Carmen y Nerea eran como el sol y la luna; no se parecían en nada. Bueno, las dos son hembras humanas. Por lo demás, nada de nada. La una llevaba las uñas largas y pintadas con el esmalte a la francesa y la otra siempre cortas y de colores oscuros. La una pensaba que estar delgada era una bendición mientras que la otra, aunque se preocupaba por que los vaqueros siguieran abrochándole, se «cagaba desde lo alto» en la superficialidad. La una era clásica, tradicional y un poquitín carca (lo siento, Nerea, cariño, pero tú sabes que es verdad); la otra estaba al día, era moderna y nunca agachaba la cabeza para acatar ninguna orden que no considerara lícita y justa.

La cuestión es que casi nunca estaban de acuerdo ni en lo más mínimo, pero… ahora resultaba que siempre se daban la razón, terminándose las frases la una a la otra y asintiendo en modo ceñudo.
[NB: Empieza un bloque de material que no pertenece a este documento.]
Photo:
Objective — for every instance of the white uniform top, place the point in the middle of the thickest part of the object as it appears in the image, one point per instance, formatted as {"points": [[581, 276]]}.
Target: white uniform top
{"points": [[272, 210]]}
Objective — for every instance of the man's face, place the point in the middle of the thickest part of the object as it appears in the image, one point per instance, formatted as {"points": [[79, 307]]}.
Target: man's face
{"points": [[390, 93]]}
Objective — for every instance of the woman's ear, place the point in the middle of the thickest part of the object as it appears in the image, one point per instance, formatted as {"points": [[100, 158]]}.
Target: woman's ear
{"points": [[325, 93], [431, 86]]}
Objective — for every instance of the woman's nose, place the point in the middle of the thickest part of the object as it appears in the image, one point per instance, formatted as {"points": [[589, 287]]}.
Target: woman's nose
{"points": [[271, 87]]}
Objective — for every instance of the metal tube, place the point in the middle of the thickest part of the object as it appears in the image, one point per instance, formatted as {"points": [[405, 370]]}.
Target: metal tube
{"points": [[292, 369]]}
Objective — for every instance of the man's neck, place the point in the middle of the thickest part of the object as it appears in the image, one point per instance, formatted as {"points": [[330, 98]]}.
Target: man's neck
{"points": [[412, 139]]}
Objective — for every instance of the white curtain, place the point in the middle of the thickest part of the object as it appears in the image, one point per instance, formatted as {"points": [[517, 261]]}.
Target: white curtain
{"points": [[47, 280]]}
A los hombres no había quien les entendiera, decían; se nos vendía a las mujeres la idea de que una debe ser independiente y tomar sus propias decisiones, que debe hacer su vida sin necesitar un hombre al lado. ¿Por qué? Porque una chica que admitía públicamente que quería ser madre y esposa daba miedito.

Y ahora que Nerea tomaba una decisión por sí misma, creyendo que de esa manera iba a proteger su relación con Daniel, se daba cuenta de que en realidad a él le daba igual que la tomara, no la tomara o hiciera el pino puente. ¿Cómo puede dar igual que tu novia te confiese que se quedó embarazada, que abortó y que encima pretendía escondértelo por los siglos de los siglos? Sabía lo que las demás pensaríamos y diríamos si ella nos lo contaba, así que prefirió callárselo, al menos hasta averiguar qué era lo que más le inquietaba del asunto. Pero mientras tanto, ante nuestra estupefacción, renegaba de los hombres como buena mujer despechada sin dar más que vagas explicaciones del tipo «hemos discutido» o «nunca lo entenderé».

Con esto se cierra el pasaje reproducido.